CHAMPAIGN, Ill. — The theatre department at the University of Illinois Urbana-Champaign will offer views of healing and reconciliation in this season’s plays. The 2024-25 season includes a gothic melodrama, a Shakespeare production and a multigenerational story of an immigrant family.
“We look for the way the different works resonate with each other. One of the things that really comes to the fore when we have all these pieces together is transitions and healing and reconciliation,” said Valleri Robinson, the theatre department head. “There’s magic in each one of these pieces, and adventure, romance and love, even though they’re dealing with monstrosities of all kinds.”
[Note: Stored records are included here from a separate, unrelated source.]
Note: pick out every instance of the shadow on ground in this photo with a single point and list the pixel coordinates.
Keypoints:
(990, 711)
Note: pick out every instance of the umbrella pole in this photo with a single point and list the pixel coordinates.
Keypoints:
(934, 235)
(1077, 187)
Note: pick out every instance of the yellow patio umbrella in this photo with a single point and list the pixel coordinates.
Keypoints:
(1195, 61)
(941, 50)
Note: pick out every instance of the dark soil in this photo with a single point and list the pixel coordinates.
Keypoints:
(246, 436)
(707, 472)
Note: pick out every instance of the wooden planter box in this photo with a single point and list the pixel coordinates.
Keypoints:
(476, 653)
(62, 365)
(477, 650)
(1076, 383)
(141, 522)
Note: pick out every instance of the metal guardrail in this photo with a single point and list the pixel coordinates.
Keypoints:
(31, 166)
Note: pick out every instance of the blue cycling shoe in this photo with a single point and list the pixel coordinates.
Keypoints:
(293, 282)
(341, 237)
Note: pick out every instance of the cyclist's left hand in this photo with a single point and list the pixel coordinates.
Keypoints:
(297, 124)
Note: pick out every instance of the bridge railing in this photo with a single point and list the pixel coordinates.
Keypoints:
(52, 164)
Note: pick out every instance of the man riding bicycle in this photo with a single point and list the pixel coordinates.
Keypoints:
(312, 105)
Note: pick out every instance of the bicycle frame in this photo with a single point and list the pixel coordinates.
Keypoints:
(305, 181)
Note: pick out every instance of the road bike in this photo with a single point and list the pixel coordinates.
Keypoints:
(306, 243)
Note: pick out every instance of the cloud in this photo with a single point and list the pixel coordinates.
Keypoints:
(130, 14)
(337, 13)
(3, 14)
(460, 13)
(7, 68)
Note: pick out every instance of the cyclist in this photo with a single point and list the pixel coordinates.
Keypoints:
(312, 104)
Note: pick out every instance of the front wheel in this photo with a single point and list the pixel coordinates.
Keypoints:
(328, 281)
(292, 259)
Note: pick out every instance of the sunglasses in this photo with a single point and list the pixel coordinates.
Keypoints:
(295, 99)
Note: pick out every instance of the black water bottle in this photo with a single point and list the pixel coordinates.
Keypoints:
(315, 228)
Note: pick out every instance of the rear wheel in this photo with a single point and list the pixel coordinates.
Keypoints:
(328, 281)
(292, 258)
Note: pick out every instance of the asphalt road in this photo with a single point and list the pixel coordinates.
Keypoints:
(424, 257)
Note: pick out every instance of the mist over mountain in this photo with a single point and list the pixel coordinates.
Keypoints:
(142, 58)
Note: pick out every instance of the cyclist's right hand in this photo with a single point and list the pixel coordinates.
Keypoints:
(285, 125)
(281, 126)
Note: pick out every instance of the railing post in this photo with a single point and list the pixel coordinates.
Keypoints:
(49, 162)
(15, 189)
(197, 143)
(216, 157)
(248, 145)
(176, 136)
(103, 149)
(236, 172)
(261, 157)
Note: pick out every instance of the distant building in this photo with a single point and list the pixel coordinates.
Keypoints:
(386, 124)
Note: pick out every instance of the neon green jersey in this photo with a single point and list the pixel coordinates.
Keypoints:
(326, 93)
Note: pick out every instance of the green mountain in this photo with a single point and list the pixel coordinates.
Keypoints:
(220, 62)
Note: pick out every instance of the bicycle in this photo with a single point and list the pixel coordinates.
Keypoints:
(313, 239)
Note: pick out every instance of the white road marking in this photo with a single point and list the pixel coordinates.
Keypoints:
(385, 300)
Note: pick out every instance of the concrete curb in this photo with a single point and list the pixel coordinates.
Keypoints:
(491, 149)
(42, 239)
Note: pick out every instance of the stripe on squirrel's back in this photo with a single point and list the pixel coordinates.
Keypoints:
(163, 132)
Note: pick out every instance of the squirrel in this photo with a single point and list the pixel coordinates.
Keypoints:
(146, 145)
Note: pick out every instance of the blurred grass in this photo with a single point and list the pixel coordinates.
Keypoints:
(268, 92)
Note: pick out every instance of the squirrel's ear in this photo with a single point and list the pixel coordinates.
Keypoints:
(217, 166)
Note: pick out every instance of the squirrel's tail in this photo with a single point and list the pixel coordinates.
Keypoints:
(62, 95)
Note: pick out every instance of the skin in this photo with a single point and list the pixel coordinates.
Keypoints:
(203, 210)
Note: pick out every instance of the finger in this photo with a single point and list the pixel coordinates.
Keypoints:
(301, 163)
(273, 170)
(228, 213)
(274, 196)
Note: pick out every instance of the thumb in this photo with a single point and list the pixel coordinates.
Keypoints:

A committee of faculty members and students made recommendations for the plays to be performed this season, and Robinson and Thom Miller, a professor of theatre studies and the producer of Illinois Theatre, made the final selections.
“We have to think about our academic and educational goals, first and foremost,” Robinson said. Students act, design and build sets, and work on all the technical aspects and stage management of the productions.
The department must consider venue availability and what venue is appropriate for a particular work. The Colwell Playhouse at Krannert Center for the Performing Arts is undergoing renovation work, so the theatre, Lyric Theatre and dance programs staged performances at the Virginia Theatre in downtown Champaign last year, and the Virginia will host the theatre department’s production of “Dracula, A Feminist Revenge Fantasy, Really” in November.
“We want to build excitement and enthusiasm and draw in the local community. Last year with ‘Rent’ at the Virginia, we saw so many young people and people from the community we might not have reached before,” Robinson said. “’Dracula’ was very successful at the Actors Theatre of Louisville. It’s timely, energetic, a joyful kind of send-up.”
Each play explores the passage of time, whether through memory, as in the season opener “No Puedo, I’m Sorry,” or over a period of 300 years in an adaptation of “Orlando.” The plays also feature powerful female characters who defy the limits imposed on them because of their gender to take control of their own lives, Robinson said.
“They are highlighting risk-takers, boundary-defiers, rule-breakers who are willing to go the extra mile to do what’s right,” she said.
Playwright Ariel Cipolla is producing “No Puedo, I’m Sorry” through the theatre department’s Daniel J. Sullivan Playwright-in-Residence program, which provides support for an emerging playwright to workshop a play and allows students to be part of developing a new work with a professional. Cipolla wrote “So You Think You Can Stay?,” which students directed at the Armory Free Theater last year. That led the department to ask him to participate in the Sullivan residency, Robinson said.
“’No Puedo, I’m Sorry’ is a beautiful love story with elements of heartache and cultural misunderstanding,” she said. It is performed Sept. 27-28 in KCPA’s Studio Theatre.
An adaptation of the Virginia Woolf novel “Orlando,” features a man who changes gender and over the course of 300 years learns what living within the constraints of being a woman is like. It is Nov. 1-2 and Nov. 6-9 in the Studio Theatre.
Robinson described the reimagining of “Dracula” as “Buffy the Vampire Slayer” meets Bram Stoker’s “Dracula” — both campy and dark, and filled with blood splatters. Women drive the storyline. It is performed Nov. 14-16 at the Virginia Theatre.
The Theatre Studies New Works Project is a program to help students develop new plays and apply the techniques they are learning in the classroom, with an emphasis on playwriting, devising and directing. The showcase of their works is free on Feb. 21-22 in the Studio Theatre.
“The Winter’s Tale” features a king whose jealousy leaves his family and kingdom in chaos. It is April 4-5 and April 9-12 in the Colwell Playhouse.
“Plumas Negras” uses magical realism to tell the story of three generations of Latina women in a farming community in California. Alongside the mothers and daughters are the specters of their ancestors who are part of the journey of these immigrants, Robinson said. The play is April 11-12 and April 16-19 in the Studio Theatre.
Tickets are available at krannertcenter.com.